In our opinion, this was mainly due to a lack of specific account
management responsibility. In most cases, each account had multiple
touch points, which made it harder to establish accountability. Although
this approach worked well in the past, the changing industry landscape
has made it less effective. As the outsourcing industry matured, global
organizations have become more inclined to obtain greater value and
benefits out of every sourcing relationship. This requires more
collaboration between the client and IT service provider. Most of
Wipro's competitors changed their go-to-market strategy, and Wipro was
one of the last to get on board.
As part of its restructuring, Wipro simplified the account management
model and made it more customer-centric. The firm invested in domain
experts, enterprise architects, and experienced client managers. The
company rolled out a one-point accountability model and gave client
managers greater autonomy over their accounts.
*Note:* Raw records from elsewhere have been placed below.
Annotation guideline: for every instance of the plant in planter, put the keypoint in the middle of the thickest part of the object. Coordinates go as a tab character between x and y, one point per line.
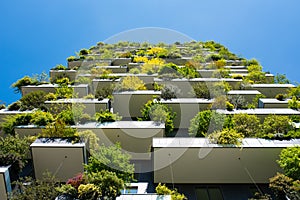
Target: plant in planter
107	116
130	83
226	136
159	112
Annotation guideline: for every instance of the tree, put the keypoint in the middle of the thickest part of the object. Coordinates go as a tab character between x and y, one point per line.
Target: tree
111	159
205	122
289	161
248	125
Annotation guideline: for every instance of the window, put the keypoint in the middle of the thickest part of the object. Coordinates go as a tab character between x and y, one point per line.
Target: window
209	193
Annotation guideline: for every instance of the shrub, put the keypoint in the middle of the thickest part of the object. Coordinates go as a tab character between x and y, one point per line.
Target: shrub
163	112
205	122
200	90
164	190
14	106
107	116
169	92
280	97
33	100
226	136
276	126
26	80
130	83
289	162
248	125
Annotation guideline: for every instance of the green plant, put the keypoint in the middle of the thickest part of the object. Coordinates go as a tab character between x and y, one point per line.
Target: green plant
200	90
164	190
229	106
276	126
26	80
107	116
206	121
112	159
169	92
289	161
248	125
226	136
33	100
163	112
280	97
130	83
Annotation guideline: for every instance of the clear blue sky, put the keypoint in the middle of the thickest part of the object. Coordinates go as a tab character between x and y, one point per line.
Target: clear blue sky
36	35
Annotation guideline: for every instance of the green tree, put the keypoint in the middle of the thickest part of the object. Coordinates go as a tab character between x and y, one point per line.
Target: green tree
111	159
290	162
248	125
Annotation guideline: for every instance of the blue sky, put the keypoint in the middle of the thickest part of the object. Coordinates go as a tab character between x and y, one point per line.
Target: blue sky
36	35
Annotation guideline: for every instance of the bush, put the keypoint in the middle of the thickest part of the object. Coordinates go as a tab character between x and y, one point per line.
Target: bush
26	80
130	83
169	92
107	116
33	100
289	162
280	97
205	122
226	136
200	90
164	190
163	112
248	125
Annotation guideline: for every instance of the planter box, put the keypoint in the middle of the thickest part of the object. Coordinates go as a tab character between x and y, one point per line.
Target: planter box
5	185
195	160
135	137
186	85
28	130
272	103
114	69
248	95
262	113
81	89
186	109
71	74
91	106
60	157
129	103
121	61
271	90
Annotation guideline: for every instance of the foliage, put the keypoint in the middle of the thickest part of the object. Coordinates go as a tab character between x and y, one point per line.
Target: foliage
58	129
205	122
289	161
281	79
26	80
107	116
108	182
169	92
162	112
164	190
226	136
90	137
200	90
14	106
294	103
248	125
33	100
130	83
111	159
284	186
9	123
14	151
37	189
276	126
41	118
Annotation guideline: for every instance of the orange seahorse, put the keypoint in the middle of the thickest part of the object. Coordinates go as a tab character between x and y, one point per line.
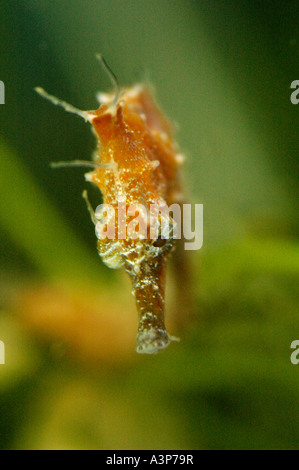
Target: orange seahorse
137	162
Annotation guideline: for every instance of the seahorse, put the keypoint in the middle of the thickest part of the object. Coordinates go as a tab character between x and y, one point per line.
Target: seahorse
136	164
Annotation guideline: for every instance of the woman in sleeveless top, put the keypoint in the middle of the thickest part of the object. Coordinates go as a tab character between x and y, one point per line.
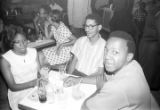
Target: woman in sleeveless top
19	68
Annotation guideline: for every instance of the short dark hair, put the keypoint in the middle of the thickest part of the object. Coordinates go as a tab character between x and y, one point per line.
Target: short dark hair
55	15
95	17
14	36
124	35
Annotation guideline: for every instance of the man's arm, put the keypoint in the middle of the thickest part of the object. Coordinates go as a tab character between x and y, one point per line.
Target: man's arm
72	64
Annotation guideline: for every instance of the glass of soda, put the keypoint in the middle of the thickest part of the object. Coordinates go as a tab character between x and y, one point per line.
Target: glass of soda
42	93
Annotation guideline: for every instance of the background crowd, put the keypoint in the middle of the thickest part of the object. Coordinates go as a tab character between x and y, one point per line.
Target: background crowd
139	18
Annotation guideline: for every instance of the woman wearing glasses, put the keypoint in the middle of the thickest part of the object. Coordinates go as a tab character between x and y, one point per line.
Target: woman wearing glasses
19	68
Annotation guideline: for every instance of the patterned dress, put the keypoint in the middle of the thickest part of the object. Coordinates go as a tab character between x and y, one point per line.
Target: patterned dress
61	35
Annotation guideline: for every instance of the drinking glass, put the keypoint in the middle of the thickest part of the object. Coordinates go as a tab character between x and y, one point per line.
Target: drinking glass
42	93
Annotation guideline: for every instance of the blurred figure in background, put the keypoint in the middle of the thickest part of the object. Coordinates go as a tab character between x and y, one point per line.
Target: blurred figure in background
77	12
39	21
60	53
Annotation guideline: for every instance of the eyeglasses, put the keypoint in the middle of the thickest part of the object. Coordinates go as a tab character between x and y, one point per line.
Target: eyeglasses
90	26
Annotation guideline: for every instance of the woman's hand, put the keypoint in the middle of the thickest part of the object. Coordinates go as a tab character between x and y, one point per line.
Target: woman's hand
71	81
58	49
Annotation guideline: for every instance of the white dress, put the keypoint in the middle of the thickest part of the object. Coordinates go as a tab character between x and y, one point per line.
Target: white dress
61	35
24	69
77	12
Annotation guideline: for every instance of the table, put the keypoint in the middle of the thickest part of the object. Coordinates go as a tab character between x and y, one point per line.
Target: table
41	44
63	102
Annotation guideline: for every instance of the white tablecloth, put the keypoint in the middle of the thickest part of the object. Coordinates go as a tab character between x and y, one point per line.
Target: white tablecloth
65	102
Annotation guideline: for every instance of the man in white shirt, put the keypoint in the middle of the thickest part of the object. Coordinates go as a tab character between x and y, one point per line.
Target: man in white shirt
88	50
126	87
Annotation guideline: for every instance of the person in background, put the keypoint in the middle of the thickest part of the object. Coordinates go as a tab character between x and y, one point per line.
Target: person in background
124	86
77	12
88	50
60	53
1	36
19	66
139	19
40	20
54	6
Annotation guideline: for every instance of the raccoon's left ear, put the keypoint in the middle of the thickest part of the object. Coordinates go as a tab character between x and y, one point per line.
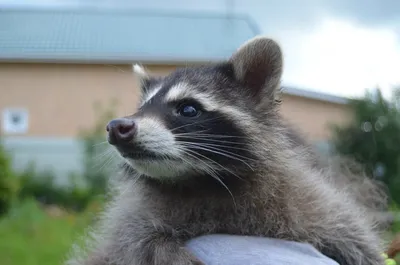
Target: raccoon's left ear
258	66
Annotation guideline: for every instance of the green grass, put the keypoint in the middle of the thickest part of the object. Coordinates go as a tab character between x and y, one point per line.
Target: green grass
30	236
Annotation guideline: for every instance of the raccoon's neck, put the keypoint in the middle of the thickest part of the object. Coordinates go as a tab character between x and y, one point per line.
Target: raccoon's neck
200	183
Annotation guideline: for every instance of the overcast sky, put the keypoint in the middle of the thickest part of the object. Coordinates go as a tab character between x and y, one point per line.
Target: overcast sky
335	46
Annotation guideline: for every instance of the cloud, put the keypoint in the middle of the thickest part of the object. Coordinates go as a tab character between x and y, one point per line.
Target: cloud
344	59
336	46
368	12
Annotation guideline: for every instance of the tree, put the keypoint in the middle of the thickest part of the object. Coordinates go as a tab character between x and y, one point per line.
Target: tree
373	138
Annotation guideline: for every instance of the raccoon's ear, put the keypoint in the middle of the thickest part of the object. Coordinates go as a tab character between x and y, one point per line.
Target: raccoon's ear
142	77
258	66
140	72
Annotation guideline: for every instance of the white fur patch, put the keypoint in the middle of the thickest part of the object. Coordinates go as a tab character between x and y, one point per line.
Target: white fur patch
210	103
147	97
154	137
139	70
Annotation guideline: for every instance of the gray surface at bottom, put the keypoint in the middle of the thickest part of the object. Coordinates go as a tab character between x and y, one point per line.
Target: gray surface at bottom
239	250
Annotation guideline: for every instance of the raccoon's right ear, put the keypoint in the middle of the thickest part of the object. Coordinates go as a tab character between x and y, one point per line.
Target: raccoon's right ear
142	77
258	66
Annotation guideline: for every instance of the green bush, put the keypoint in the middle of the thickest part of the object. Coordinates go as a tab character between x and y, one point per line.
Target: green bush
96	162
8	182
81	189
35	235
372	138
41	186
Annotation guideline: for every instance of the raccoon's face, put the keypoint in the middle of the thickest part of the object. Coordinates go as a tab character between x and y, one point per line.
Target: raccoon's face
197	120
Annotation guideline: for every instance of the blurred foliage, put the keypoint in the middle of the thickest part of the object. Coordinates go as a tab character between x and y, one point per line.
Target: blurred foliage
41	186
79	189
35	235
97	161
9	184
373	137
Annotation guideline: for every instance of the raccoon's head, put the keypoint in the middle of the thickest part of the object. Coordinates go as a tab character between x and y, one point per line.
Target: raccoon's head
201	120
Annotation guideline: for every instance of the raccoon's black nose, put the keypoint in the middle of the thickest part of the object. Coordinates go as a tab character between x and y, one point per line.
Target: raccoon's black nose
121	131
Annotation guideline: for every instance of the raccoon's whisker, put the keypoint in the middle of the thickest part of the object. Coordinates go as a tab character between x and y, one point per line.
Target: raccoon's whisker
220	152
213	135
197	122
97	144
212	173
203	145
208	139
218	143
190	133
214	162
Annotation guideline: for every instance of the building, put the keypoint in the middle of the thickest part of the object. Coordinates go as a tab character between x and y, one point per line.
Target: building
55	64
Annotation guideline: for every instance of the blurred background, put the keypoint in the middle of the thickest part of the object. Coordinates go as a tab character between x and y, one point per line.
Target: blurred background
66	69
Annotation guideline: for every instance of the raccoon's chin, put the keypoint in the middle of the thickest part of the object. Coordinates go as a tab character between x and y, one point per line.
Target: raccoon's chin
159	168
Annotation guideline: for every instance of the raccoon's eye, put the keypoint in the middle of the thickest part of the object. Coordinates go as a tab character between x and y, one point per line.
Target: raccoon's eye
188	110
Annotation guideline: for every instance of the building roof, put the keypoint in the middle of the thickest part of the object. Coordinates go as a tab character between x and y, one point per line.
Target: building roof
119	36
290	90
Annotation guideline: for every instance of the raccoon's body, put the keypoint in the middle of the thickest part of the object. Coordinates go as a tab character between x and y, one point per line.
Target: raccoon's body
207	152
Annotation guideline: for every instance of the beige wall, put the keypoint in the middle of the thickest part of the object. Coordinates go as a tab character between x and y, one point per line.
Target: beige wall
60	97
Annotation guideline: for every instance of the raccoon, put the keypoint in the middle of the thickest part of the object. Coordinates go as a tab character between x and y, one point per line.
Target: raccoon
208	152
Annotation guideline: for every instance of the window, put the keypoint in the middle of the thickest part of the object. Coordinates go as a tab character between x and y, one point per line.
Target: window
15	121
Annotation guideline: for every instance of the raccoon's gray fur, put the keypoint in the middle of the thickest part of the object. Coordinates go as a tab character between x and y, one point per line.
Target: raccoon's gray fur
207	152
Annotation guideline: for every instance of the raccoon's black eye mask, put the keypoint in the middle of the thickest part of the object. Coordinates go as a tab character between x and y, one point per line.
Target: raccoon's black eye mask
189	109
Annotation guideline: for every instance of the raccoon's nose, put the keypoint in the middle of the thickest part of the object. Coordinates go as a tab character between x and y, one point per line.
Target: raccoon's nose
121	131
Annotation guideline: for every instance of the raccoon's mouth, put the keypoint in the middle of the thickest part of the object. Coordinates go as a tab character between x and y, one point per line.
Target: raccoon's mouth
141	155
138	153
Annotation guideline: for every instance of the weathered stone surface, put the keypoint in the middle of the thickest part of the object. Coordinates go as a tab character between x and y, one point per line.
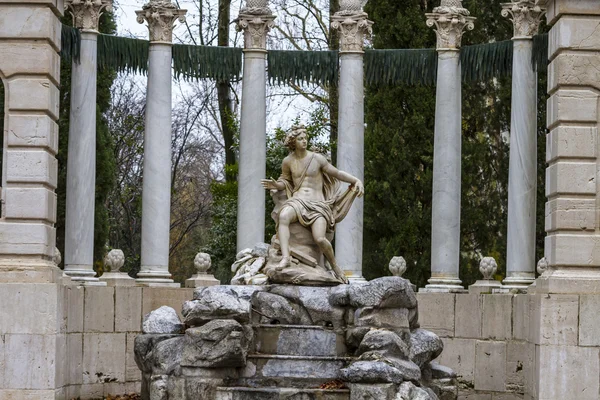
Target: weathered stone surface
272	308
380	372
162	320
387	292
408	391
143	347
219	343
315	301
218	302
389	318
425	346
385	343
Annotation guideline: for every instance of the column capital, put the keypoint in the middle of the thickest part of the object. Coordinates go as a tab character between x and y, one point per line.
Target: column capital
353	26
450	20
255	28
525	15
86	13
161	16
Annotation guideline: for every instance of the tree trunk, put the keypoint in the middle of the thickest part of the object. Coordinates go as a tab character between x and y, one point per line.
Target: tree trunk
224	95
334	44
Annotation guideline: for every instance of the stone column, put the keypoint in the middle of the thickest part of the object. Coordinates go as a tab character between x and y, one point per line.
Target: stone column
449	20
81	163
255	21
156	190
353	25
522	180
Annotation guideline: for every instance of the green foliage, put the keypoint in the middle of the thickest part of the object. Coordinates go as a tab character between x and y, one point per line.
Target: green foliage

Additionally, to align
the interests of its client managers with those of the company, Wipro
changed the compensation structure. A significant portion of client
managers' compensation is variable and tied to the overall performance
of the account and client satisfaction.
Early results from these changes look very encouraging. The company
reported a notable increase in the number of $100 million and $50
million clients in the last four quarters.
There's More to Wipro Than the Market Can See
With Wipro currently trading about 30% below our fair value estimate of
$13 per share, we believe the upside outweighs the downside by a wide
margin. The offshore IT services market remains underpenetrated, with
penetration levels ranging from the low single digits to the midteens
across different service lines and geographies. For instance, the
penetration level is in single digits in Europe and Asia-Pacific, while
it trends in the low teens in North America. From an industry
perspective, financial services is an early adopter of offshore
outsourcing, but lately we are seeing increased traction from industries
such as energy, health care, and retail. We believe these developments
offer ample headroom for growth for Wipro in the medium term. In terms
of profitability, we think Wipro continues to possess a handful of
margin levers to offset any potential headwinds. Some of these levers
include increasing employee utilization and productivity, moving work
from onsite to offshore, and shifting to fixed-price contracts from
time-and-material projects. The company historically has used a
combination of these levers to maintain its profitability. Additionally,
unlike Infosys, Wipro's offerings don't come at a premium, so we don't
expect any threat to its margins in the future.
According to the research firm Gartner, worldwide IT outsourcing
spending is expected to grow by 4%-5% during the next four years. Given
companies' increased adoption of offshoring, we think offshore spending
will grow at a higher pace. We expect Wipro to beat the market given its
track record, delivery efficiency, and breadth of offerings.
Swami Shanmugasundaram is an equity analyst on the Technology Team.